Google, Generative AI and the Future of Search

There are seismic shifts happening in the search landscape. Just ask ChatGPT.

Since 2023, Google, the search engine nearly synonymous with search itself, has seen its market share decline from 92% to about 89%. While a three-point share loss may seem small, it represents billions of lost Google searches each month. Meanwhile, Google’s generative AI competitors are growing fast. Open AI’s ChatGPT has increased usage fourfold year-over-year, and Perplexity’s usage has doubled. Their rise highlights consumer demand for tools that deliver tailored, conversational answers beyond keyword queries. Combined with the constant media buzz around AI, it’s easy to assume Google’s best days are in the rearview mirror.

But not so fast. The reality is more complex.

Google still leads in search volume and is projected to process more than five trillion searches globally, or about 14 billion every day. By comparison, ChatGPT sees 37.5 million search-like prompts each day, a sliver of Google’s enormous pie. While ChatGPT’s growth is meteoric, Google’s scale and AI investments continue to anchor its position in the evolving search marketplace.

AI Overviews Are Changing the Game

In May 2024, Google launched AI Overviews (AIO) following Microsoft’s integration of ChatGPT into Bing. AIO’s rollout was fast, furious and drew criticism, but the impact was immediate. Many websites saw sharp drops in organic traffic as AIO surfaced their content without the need for a click. News and information publishers were hit hardest, with some reporting traffic losses of more than 60%.

Gen AI has forced brands to redefine what search success means. Traditional metrics like clicks and sessions are no longer enough. Instead, visibility within AI Overviews, impressions from citations and authority across generative AI tools are the new currency. The goal for brands now is not just ranking but about being referenced.

The Race to Win Advertisers

Although slower to roll-out its AI tools, Google has quickly applied its monetization expertise. In 2024, 57% of Google’s $350 billion revenue came from search ads, up 13% year-over-year. Google has started to test text and shopping ads in AI Overviews – a significant first step for advertisers aiming to regain visibility and traffic lost to zero-click AI experiences.

With Google’s AI ad products still in development, advertisers have little control over placements and reporting remains limited. Even so, Google remains ahead of its AI competitors. OpenAI continues to experiment with ad partnerships but relies on subscriptions for revenue.
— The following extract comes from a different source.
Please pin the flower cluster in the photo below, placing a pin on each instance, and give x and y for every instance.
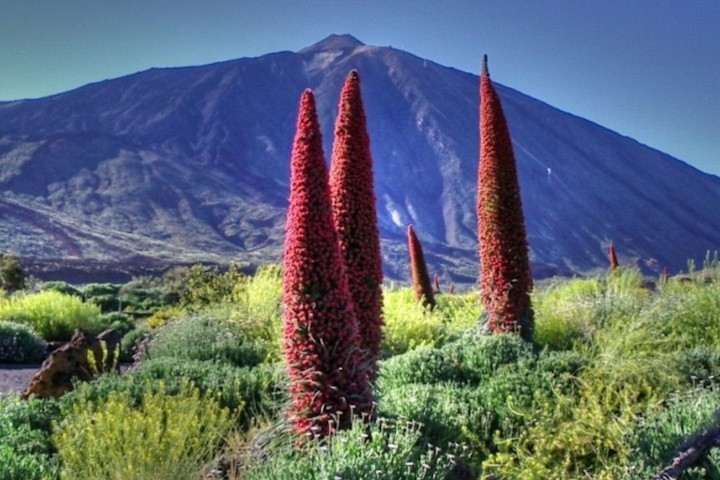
(505, 280)
(418, 271)
(353, 205)
(320, 334)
Perplexity is testing sponsored answers and enterprise subscriptions but lacks a scale. Google’s head start in advertising technology and infrastructure gives it a clear edge in AI monetization.

Navigating the New Search Landscape

At this moment, generative AI is reshaping, not replacing, traditional search. With this week’s DOJ favorable antitrust ruling, Google’s advantages in usage, hardware, data, advertising revenue and consumer trust ensures it will remain the leader, at least for now. Just like the streaming TV landscape, gen AI is changing consumer behavior and fragmenting the search playing field. For marketers, this paradigm shift demands constant testing to stay ahead.

Here’s a three-step guide for navigating the new search landscape:

  • Experiment but stay focused. Test new AI ad products for learning and scale but not at the expense of what’s proven to deliver results today.
  • Measure what matters. Assess whether AI campaigns truly deliver incrementality, not just strong in-platform vanity media metrics. Consistent measurement is essential for decision-making.
  • Stay authentic. In a world of AI-generated content, brands rooted in providing expertise and delivering real value will still rise to the top.

While AI hype has fueled speculation about Google’s demise, the evidence shows a more nuanced reality. Google still overwhelmingly commands the most searches globally, even as ChatGPT and Perplexity grow rapidly. The future of search will no doubt be shaped by AI, yet the winners will be defined by how consumers adapt and embrace this new behavior and how each platform monetizes their offering by delivering value to advertisers. Because in the end, cash is still king and we’re not close to betting against Google. At least just yet.